De omschakeling kost haar moeite. Ze kan zich niet altijd meer uitdrukken op de manier zoals ze zou willen. Ze mist de vaardigheden om nuances over het voetlicht te brengen, gevoelens en emoties bespreekbaar te maken. En ze merkt de effecten daarvan. Omdat ze haar Engels niet goed genoeg beheerst draait haar team niet soepel genoeg, is de sfeer niet goed en is ze de grip kwijtgeraakt. Dit knaagt aan haar. Ze neemt extra Engelse lessen maar vreest dat dit niet voldoende zal zijn. Heeft de coach nog tips?
Op mijn vraag of ze er echt van overtuigd is dat haar Engels zo’n grote rol speelt bij dit alles, reageert ze fel en verdedigend. ‘Ik heb daar natuurlijk al over nagedacht, ik heb mezelf en mijn aanpak binnenstebuiten gekeerd, maar ik kan tot geen andere conclusie komen. Dat Engels is het enige dat ik anders doe vergeleken bij mijn oude baan.’
Ik vraag waarom ze de ‘schuld’ bij zichzelf zoekt. Ze kijkt me met grote ogen aan. ‘Ja, ik ben toch de leidinggevende, ze verwachten toch duidelijkheid en sturing van me, ik moet toch een voorbeeldfunctie neerzetten?’
Buiten spel
Ik zeg dat ze zichzelf nu wel erg belangrijk maakt en op een voetstuk plaatst. Ze lijkt wel alleen met zichzelf bezig te zijn. Weer die grote ogen. ‘Bedoel je dat ik het niet goed genoeg doe en mijn team niet goed genoeg aanstuur?’ ‘Nee, dat bedoel ik niet’, zeg ik. Er valt een stilte.
En even later valt bij haar het kwartje. ‘O jee, je hebt gelijk … ik ben ook alleen met mezelf bezig en met hoe ík leiding geef, hoe míjn Engels is en hoe ík het beter zou moeten doen. Ik zet zo mijn team buiten spel!’

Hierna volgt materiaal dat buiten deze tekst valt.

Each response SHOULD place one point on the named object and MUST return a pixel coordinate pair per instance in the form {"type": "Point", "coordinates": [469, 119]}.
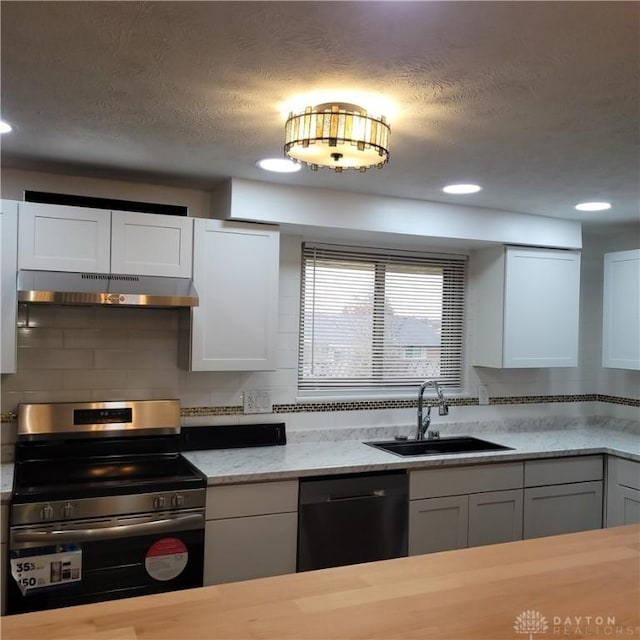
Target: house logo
{"type": "Point", "coordinates": [531, 622]}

Hierna is de weg vrij om verschillende dingen bespreekbaar te maken en om te oefenen aan de hand van nieuwe inzichten en het loslaten van oude overtuigingen die niet (meer) nuttig blijken.
Vele dingen komen in het coachingstraject aan bod. We praten over hoe de angst om het niet goed genoeg te doen je kan verlammen. En over hoezeer je kan verkrampen als je te zeer met jezelf – en je eigen uitdrukkingsvaardigheid – bezig bent en niet meer met je doel, of daardoor een ander niet bij het proces betrekt. We onderzoeken het keurslijf van perfectionisme en de utopie van controle willen houden. En we praten over cultuurverschillen en het aansturen van een internationaal team.
Waar we niet meer over praten is het kennisniveau van het Engels van mijn coachee.
En for the record: ze is inmiddels gestopt met haar extra lessen Engels, want zoals ze zelf nu zegt: ‘Mijn Engels is purr…fect.’